Holy Hannah. Can you spell d-y-s-f-u-n-c-t-i-o-n and m-i-s-e-r-y?
I want to think the main characters in this movie are just cinematic creations—the vitriolic pill-popping Violet and her three daughters—tight-jawed, unforgiving Barbara, quietly wounded, faithful Ivy, New Age escapist Karen. But no.
The film induced too many pangs of recognition … reminders of my own alcoholic step-father and his verbal abuse; the unhappy weirdness of so many of my friends’ parents growing up; Mommy Dearest sitting on book shelves; alcohol and drug abuse statistics; news stories. And from the murmurs, gasps and reactions of the audience it seemed pretty much everyone else in the theater was personally affected too.
“I always wondered if my mother killed my father,” the middle-aged woman behind me stated calmly to her seat-mate as the credits rolled.” Really?
“I always knew I’m fucked-up because of my mother,” another woman said, strolling past on her way to the door.
“Holy crap.” Francesca, the friend I’d gone to the film with, turned to me, eyes wide. “Is the world really like this?”

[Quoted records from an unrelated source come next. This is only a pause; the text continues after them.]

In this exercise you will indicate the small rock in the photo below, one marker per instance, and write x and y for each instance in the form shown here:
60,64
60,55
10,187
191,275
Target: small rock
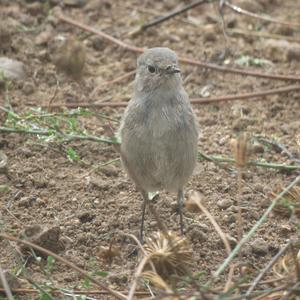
5,36
210,33
197,235
110,171
69,56
242,123
282,30
28,88
35,8
293,54
250,5
279,50
12,281
86,216
26,201
99,183
97,43
75,3
224,203
259,247
47,238
231,240
258,148
43,38
12,69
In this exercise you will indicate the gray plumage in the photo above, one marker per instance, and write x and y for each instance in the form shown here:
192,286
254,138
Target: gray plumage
159,130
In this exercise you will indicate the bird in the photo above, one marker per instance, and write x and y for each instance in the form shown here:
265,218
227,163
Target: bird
159,130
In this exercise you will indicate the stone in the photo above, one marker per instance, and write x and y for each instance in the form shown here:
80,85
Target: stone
11,68
224,203
279,50
259,247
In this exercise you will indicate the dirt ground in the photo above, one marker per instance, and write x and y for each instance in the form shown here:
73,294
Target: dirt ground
92,207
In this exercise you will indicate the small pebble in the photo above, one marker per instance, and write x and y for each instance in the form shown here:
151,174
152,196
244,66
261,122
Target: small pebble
224,203
28,88
259,247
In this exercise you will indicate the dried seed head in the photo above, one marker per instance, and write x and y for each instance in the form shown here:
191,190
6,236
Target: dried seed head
159,283
169,253
69,56
241,150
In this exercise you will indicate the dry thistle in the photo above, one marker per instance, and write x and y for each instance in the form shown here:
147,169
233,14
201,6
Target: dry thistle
159,283
169,253
290,203
241,150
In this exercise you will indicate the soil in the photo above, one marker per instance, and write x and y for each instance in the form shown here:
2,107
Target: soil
89,208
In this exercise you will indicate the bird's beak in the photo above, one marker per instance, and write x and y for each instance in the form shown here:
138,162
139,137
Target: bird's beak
172,69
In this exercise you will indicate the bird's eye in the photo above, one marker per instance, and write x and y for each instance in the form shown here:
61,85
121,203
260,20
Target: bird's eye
151,69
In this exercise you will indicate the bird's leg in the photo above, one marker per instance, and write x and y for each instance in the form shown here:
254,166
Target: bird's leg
180,200
144,204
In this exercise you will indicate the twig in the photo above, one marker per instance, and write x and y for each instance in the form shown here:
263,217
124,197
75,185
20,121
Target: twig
254,228
5,285
117,294
66,137
266,269
256,16
99,33
168,16
266,35
296,261
252,163
181,59
293,290
103,139
116,80
209,100
195,197
136,277
279,147
78,292
236,71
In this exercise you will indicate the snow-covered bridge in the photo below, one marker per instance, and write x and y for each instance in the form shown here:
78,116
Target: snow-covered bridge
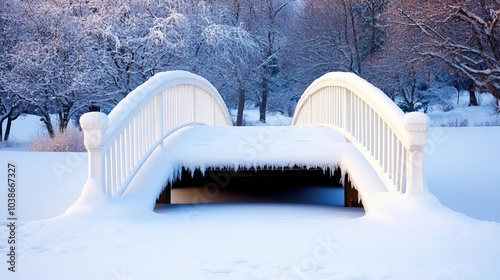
178,120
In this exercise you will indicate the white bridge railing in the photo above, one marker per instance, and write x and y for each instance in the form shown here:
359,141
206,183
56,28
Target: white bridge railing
391,141
119,144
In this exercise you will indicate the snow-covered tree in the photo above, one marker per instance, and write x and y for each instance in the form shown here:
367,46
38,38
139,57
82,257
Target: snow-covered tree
464,34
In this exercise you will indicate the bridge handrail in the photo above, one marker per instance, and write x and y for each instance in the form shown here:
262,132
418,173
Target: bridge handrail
118,144
391,141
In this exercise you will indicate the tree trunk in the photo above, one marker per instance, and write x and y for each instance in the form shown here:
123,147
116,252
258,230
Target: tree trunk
472,98
472,93
241,104
48,124
265,93
8,127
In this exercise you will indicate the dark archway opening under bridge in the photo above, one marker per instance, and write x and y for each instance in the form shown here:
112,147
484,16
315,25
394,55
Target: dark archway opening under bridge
294,185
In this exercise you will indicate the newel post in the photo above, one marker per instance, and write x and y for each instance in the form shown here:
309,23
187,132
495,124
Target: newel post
94,125
416,125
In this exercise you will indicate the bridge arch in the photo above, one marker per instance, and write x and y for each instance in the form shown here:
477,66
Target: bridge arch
118,144
390,140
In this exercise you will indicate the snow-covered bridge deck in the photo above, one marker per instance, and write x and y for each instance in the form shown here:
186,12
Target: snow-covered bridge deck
226,147
178,120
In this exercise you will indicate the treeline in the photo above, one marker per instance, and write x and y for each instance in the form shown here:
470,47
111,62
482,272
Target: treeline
63,57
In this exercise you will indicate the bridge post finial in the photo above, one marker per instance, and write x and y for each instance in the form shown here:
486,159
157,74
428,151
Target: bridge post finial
94,125
416,125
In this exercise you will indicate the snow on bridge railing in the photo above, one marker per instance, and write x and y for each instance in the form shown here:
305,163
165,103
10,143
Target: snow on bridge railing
391,141
119,144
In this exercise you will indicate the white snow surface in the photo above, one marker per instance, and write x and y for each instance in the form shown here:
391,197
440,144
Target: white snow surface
451,234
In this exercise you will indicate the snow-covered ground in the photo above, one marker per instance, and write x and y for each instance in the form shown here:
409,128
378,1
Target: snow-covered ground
454,235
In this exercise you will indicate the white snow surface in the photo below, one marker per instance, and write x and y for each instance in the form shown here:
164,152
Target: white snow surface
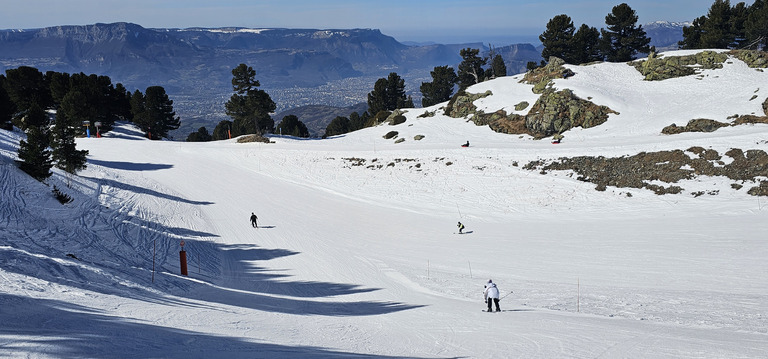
356,254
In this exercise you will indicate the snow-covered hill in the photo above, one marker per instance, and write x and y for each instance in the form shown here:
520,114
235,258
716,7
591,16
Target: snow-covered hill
356,253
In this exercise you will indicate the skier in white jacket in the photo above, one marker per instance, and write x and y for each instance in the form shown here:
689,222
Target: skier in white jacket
491,295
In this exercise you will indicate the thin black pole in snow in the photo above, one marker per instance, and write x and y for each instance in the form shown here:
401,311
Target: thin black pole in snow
154,252
470,269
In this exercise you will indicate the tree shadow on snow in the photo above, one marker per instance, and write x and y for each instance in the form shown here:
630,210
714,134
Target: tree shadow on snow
130,166
136,189
255,286
44,327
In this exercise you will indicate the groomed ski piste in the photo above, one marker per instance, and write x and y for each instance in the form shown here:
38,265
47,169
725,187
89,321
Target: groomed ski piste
355,255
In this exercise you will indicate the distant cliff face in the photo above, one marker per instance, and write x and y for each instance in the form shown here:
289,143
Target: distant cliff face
194,65
140,57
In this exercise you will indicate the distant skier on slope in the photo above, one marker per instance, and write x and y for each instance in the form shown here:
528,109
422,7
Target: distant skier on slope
253,220
491,295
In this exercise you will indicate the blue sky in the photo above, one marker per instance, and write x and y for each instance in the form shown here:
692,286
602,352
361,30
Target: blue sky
406,20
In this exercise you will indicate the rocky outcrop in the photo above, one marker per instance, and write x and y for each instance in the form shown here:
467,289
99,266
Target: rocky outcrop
662,68
553,113
697,125
645,170
557,112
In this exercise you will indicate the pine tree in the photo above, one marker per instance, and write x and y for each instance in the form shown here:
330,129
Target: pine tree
470,70
34,155
557,38
291,126
498,67
356,121
7,107
388,94
623,39
395,92
249,107
27,86
201,135
222,131
441,88
756,27
159,112
692,34
69,119
586,45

Is it? I’d like to know! Comments please!
For sure the film drives home the point of just how much pain there is locked up in human beings—and how suffering, meanness and abuse are passed from one generation to the next. The sins of the fathers and mothers as it were—not “sin” as in doing bad and wrong, but sin as in missing the mark on life—relentlessly passed from one generation to the next, century after century until…?
Until we get to see it.
Sin was originally an archery term that meant you “missed the mark” or bulls eye—your targeted goal. And what is the targeted goal of life anyway? Being a better person? Figuring out how it all works? Having fun? Contributing to the wellbeing of the whole? Having interesting experiences? If so, surely we’re ready to stop seeing this kind of experience as interesting? Like, maybe soon we’ll have had our fill of meanness and sorrow and be ready to call these kinds of people and their drama-filled lives “boring?”
But until that happens audiences will pay to see stories like these. It’s what theatre was designed to do from the most ancient times.
Stories let us witness ourselves. They let us stand (and sit!) safely outside our pain and see how it contaminates and ruins everything—how we unconsciously contaminate and ruin everything—how the bleakness that rules so much of our lives happens.
The camera zooms into Violet’s face as she sits on the swing telling the story of her mother’s Christmas present to her and we get it. We can’t hate her. We want to, just like her daughters and everyone else around her want to. But she is us. Her story is our story, tirelessly passed along—the story of the ravening dark Goddess that lives in us all; the maddened Goddess that shows herself most clearly through women.
Beyond doubt, August: Osage County is a story of the Fall of Woman and what has happened to her. The men, who clearly are not without their flaws, mostly move around as loving foils enduring their abuse. Even Violet’s husband’s suicide occurs off-screen. It isn’t important. It’s simply the kind of normal fall-out that happens when The Feminine is too deeply wounded to care about anything or anyone anymore.
The image of The Feminine we enjoy seeing and being around does not live in this film. The light side of the Goddess is beautiful, lyrical, self-sacrificing, loving, passionate, compassionate and inspiring—like Arwen, the elven beloved of Aragorn in Lord of the Rings. In Violet we see the opposite. Here She is the equivalent of the Orc and the Uruk-hai—the fallen elves, tortured and mutilated beyond endurance until they become a force for evil.
The blessing of August: Osage County is that here evil has a human face on it and we are able to see Violet is not evil at all, just wounded. We are able to see what pain does—how it looks, what it says, how it lashes out—and finally have compassion. We see the light, love, beauty and hope in us all—the woman in Violet’s wedding picture—marred and twisted into unrecognizability and we feel for her and feel for ourselves.
It’s not an easy movie to watch. But then life is not an easy movie to live. And there is hope. One day all of us will get in a truck in our pajamas and move on.